Il lavoro rappresenta il principale contributo di Confindustria al dibattito sul tema dell’economia circolare e sul processo di recepimento delle nuove direttive europee in materia. Proprio in questi giorni, infatti, la commissione Politiche Ue del Parlamento sta esaminando la Legge di delegazione europea 2018, approvata dal Consiglio dei Ministri il 6 settembre, che prevede la delega al governo per l’adozione delle direttive Ue. Tra queste figurano le norme relative al “Pacchetto sull’economia circolare”, approvato dal Parlamento e dal Consiglio Ue tra aprile e maggio di quest’anno.
Secondo il documento di Confindustria, la diffusa percezione di un’industria insensibile alla crescente domanda di sostenibilità non rispecchia la realtà del sistema produttivo italiano, che ha sempre investito su processi e prodotti in grado di ridurre l’impatto antropico sull’ambiente. Anzi, la capacità di innovare ci ha spesso portati ad anticipare gli orientamenti decisi a livello nazionale o europeo: “Dobbiamo infatti tener presente che l’industria italiana, povera di materie prime, ha sviluppato una dote innata nel ‘fare tanto con poco’, valorizzando quanto più possibile i residui produttivi e di consumo, consolidando performance che ci hanno portato ad essere leader europeo nel riciclo industriale, con evidenti effetti benefici indiretti, tra cui la minor dipendenza dall’estero nell’approvvigionamento di materie prime e minore impatto in termini di emissioni climalteranti, derivanti proprio dalla riduzione della fase di approvvigionamento”.

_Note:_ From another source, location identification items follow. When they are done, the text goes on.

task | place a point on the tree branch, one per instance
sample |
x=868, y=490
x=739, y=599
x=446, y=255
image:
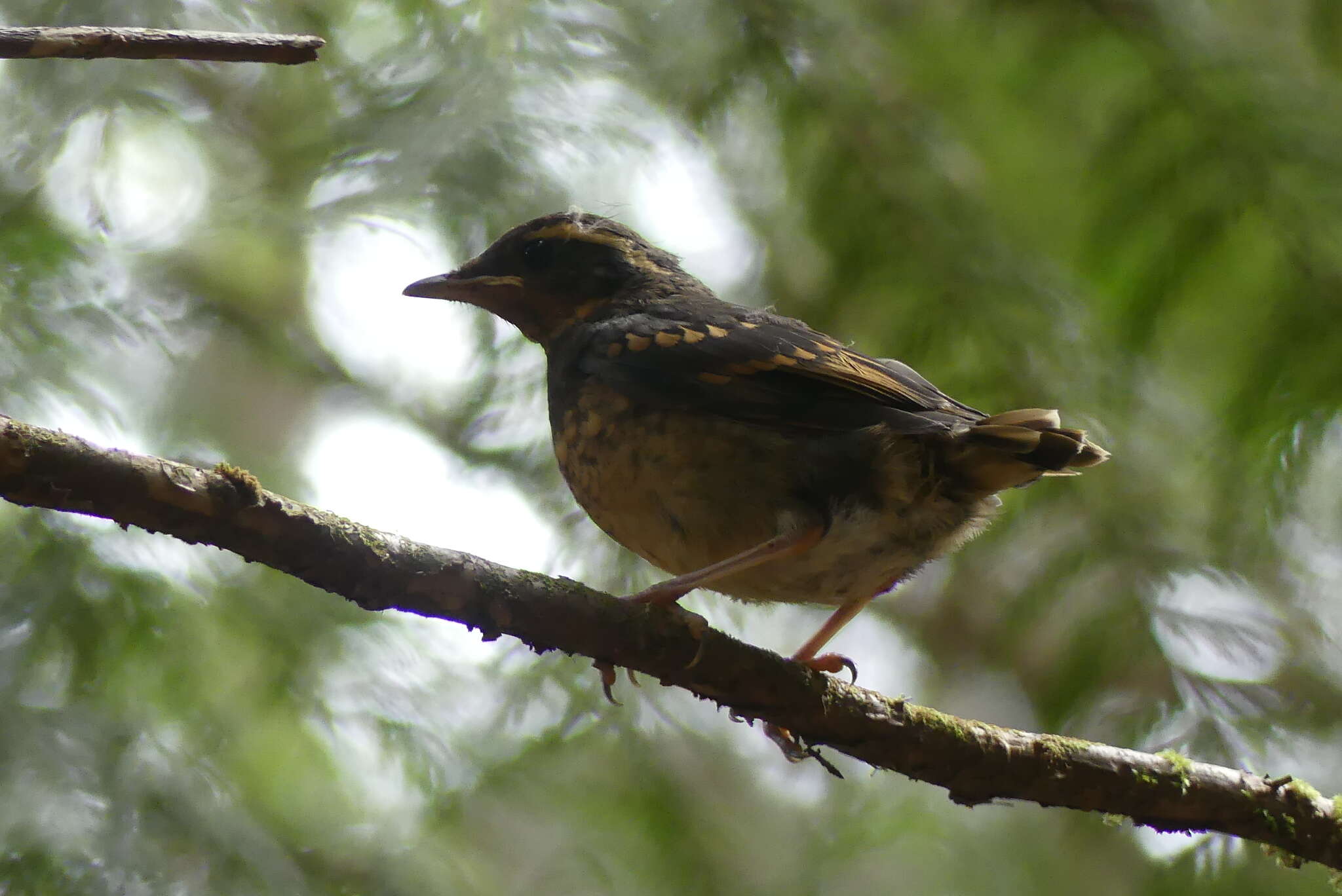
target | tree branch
x=96, y=42
x=974, y=761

Per consolidare tali performance, tuttavia, occorre incentrare la crescita su meccanismi che incentivino condotte virtuose sotto il profilo ambientale, piuttosto che esclusivamente su un sistema di regolazione vincolante. Per questo, Confindustria formula nel documento alcune proposte rivolte ai politici. In particolare, le imprese chiedono di:
- abbattere le barriere non tecnologiche, che di fatto rendono conveniente la gestione dei residui di produzione come rifiuto anziché come sottoprodotto;
- favorire lo scambio di beni prodotti secondo i principi dell’economia circolare, tenendo presente che il crollo dei prezzi di alcune materie prime rende economicamente difficile la scelta di materie “seconde”;
- potenziare la capacità impiantistica “virtuosa” del Paese, favorendo l’efficienza degli impianti di riciclo e recupero esistenti, valutando la necessità di costruirne di nuovi e minimizzando la presenza di discariche sul territorio.